Abstract

INTRODUCTION: Primary achalasia is an esophageal motility disorder characterized by inadequate or absent lower esophageal sphincter (LES) relaxation and loss of normal esophageal peristalsis of the esophageal body. We present an unusual case of achalasia in the context of esophageal varices, creating a challenging therapeutic dilemma. CASE DESCRIPTION/METHODS: A 63-year-old male with a history of hypertension, type II diabetes, decompensated HCV cirrhosis (status post sofosbuvir/velpatasvir and ribavirin without sustained virologic response) with hepatic encephalopathy, initially presented with a five month history of progressively worsening dysphagia, unintentional 40 lb. weight loss, and epigastric abdominal pain. He underwent an EGD with findings highly suspicious of achalasia with dilated esophagus, a large amount of retained food with associated stasis esophagitis, hypertonic LES, and no obvious esophageal varices. Esophageal manometry confirmed absence of normal contractility and elevated integrated relaxation pressure (29 mm Hg) consistent with Type I achalasia. On subsequent EGD, he was noted to have grade II esophageal varices. Treatment of achalasia was performed with botulinum toxin injections of the LES, carefully avoiding the esophageal varices. In the next 48 hours, he had significant improvement in symptoms of dysphagia, tolerated a full liquid diet, and then underwent a repeat EGD with successful decompression of his varices with placement of two bands. He was discharged from the hospital tolerating a regular diet. DISCUSSION: Achalasia is uncommon, with an annual incidence of approximately 1 in 100,000 individuals.

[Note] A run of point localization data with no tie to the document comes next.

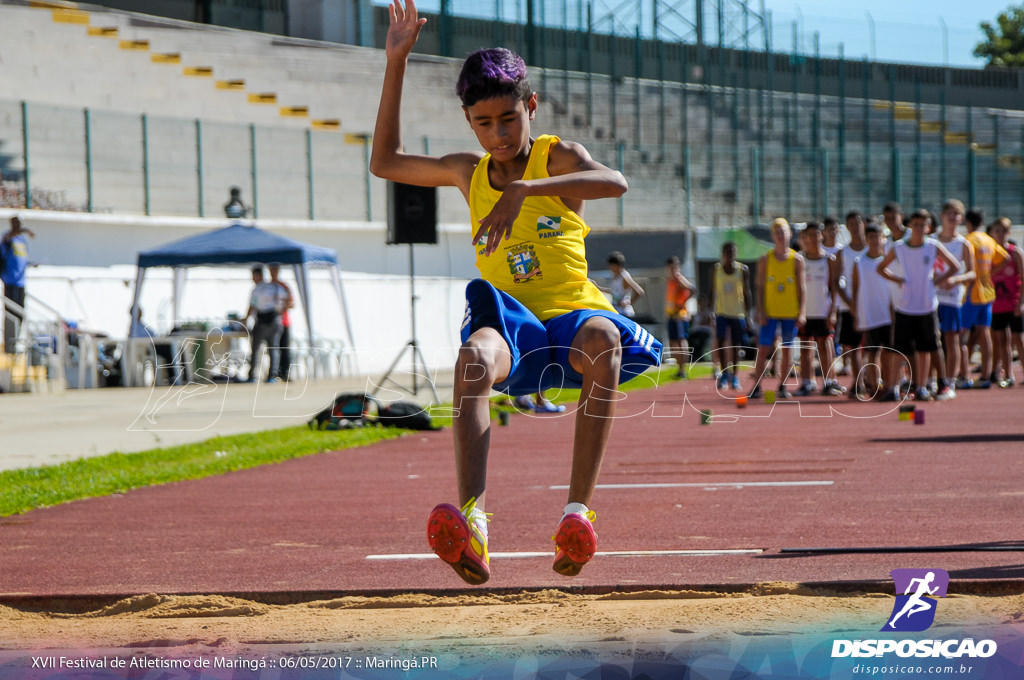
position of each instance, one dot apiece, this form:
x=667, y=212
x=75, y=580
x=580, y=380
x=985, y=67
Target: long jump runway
x=820, y=491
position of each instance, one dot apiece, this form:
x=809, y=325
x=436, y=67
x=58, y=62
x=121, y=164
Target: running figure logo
x=914, y=611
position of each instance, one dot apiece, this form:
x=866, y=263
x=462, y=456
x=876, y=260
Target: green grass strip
x=29, y=489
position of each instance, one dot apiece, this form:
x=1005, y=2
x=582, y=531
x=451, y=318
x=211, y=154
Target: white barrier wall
x=85, y=269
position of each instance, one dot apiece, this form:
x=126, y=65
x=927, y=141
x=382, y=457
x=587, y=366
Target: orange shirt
x=676, y=296
x=987, y=254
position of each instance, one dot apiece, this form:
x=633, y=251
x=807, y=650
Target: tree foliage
x=1004, y=43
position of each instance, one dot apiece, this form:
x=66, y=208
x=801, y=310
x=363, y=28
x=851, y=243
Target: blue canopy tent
x=241, y=245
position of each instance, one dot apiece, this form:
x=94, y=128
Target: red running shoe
x=576, y=543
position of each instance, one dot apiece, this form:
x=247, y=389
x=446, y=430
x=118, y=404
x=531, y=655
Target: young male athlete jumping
x=534, y=306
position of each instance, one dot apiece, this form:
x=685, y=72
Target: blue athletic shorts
x=975, y=314
x=767, y=335
x=734, y=325
x=949, y=319
x=541, y=350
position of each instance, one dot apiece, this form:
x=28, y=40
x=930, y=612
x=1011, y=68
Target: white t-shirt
x=873, y=294
x=846, y=273
x=816, y=285
x=918, y=292
x=268, y=296
x=952, y=297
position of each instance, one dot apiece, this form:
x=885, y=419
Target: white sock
x=576, y=507
x=478, y=519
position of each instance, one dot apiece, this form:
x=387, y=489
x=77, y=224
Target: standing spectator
x=235, y=209
x=265, y=305
x=892, y=215
x=915, y=324
x=872, y=303
x=829, y=236
x=820, y=275
x=623, y=288
x=732, y=297
x=976, y=314
x=781, y=304
x=14, y=259
x=849, y=338
x=951, y=295
x=678, y=291
x=285, y=363
x=1008, y=329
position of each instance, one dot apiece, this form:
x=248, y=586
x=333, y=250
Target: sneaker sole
x=576, y=544
x=451, y=539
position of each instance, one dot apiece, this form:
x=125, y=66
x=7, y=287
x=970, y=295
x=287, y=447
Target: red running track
x=781, y=477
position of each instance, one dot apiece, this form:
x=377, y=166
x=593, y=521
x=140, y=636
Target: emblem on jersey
x=523, y=263
x=549, y=227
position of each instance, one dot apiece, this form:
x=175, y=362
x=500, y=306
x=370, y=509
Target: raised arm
x=387, y=159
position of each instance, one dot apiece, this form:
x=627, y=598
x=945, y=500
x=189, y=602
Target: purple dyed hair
x=493, y=73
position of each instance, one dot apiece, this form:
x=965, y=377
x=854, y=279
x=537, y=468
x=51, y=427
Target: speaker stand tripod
x=412, y=346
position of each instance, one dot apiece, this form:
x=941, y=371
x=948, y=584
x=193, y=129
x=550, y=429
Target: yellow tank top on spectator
x=676, y=296
x=729, y=300
x=987, y=253
x=543, y=264
x=781, y=300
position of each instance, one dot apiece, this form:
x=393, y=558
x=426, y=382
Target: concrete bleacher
x=121, y=66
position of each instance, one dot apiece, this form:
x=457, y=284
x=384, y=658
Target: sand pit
x=472, y=627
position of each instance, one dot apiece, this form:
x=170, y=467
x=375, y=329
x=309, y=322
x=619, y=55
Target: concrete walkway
x=50, y=428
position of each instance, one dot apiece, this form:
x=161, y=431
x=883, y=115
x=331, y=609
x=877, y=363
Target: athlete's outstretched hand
x=403, y=29
x=498, y=224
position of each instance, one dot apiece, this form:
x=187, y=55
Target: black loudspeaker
x=412, y=214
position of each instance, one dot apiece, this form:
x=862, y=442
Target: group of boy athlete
x=906, y=302
x=534, y=306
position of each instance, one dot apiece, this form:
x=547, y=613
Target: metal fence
x=723, y=163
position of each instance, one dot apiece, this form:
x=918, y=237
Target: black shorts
x=915, y=333
x=879, y=337
x=849, y=336
x=1008, y=320
x=815, y=328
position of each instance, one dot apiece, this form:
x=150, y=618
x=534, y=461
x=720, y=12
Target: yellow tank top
x=543, y=264
x=781, y=300
x=729, y=291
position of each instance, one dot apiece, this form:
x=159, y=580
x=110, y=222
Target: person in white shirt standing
x=951, y=295
x=821, y=277
x=265, y=306
x=915, y=325
x=849, y=338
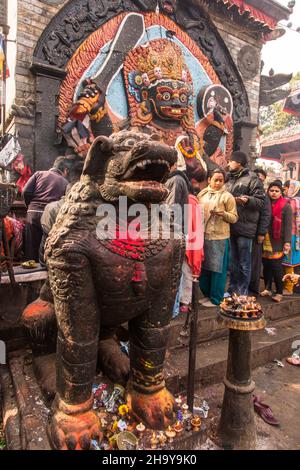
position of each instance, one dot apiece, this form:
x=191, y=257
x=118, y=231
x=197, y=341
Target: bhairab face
x=170, y=99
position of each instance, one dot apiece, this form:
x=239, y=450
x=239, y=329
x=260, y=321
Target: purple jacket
x=44, y=187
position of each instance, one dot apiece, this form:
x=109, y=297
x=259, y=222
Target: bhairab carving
x=160, y=95
x=27, y=110
x=270, y=91
x=248, y=62
x=100, y=283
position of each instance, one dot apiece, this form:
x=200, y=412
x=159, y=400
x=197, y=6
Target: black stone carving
x=27, y=110
x=270, y=91
x=248, y=62
x=268, y=82
x=78, y=18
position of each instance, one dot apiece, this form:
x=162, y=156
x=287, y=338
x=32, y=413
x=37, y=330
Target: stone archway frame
x=77, y=20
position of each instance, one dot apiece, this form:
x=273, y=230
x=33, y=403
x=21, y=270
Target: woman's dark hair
x=260, y=171
x=215, y=171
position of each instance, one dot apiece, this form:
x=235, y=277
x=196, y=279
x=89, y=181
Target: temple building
x=284, y=146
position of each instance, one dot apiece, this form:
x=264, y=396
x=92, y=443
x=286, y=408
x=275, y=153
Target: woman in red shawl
x=277, y=242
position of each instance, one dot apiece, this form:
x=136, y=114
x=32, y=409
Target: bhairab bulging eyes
x=183, y=98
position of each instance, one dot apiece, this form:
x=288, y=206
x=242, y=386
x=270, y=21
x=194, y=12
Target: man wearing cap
x=249, y=194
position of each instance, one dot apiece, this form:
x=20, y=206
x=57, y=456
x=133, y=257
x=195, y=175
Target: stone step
x=211, y=357
x=209, y=329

Achalasia in combination with esophageal varices is a very rare occurrence with only 12 case reports and one retrospective study of 14 patients in the current published literature. This particular disease combination presents a therapeutic challenge as our patient was a poor candidate for surgical myotomy given his cirrhosis and bleeding risk. Our case is consistent with previously documented reports showing short-term clinical improvement with botulinum toxin injections as a well-tolerated first line therapy.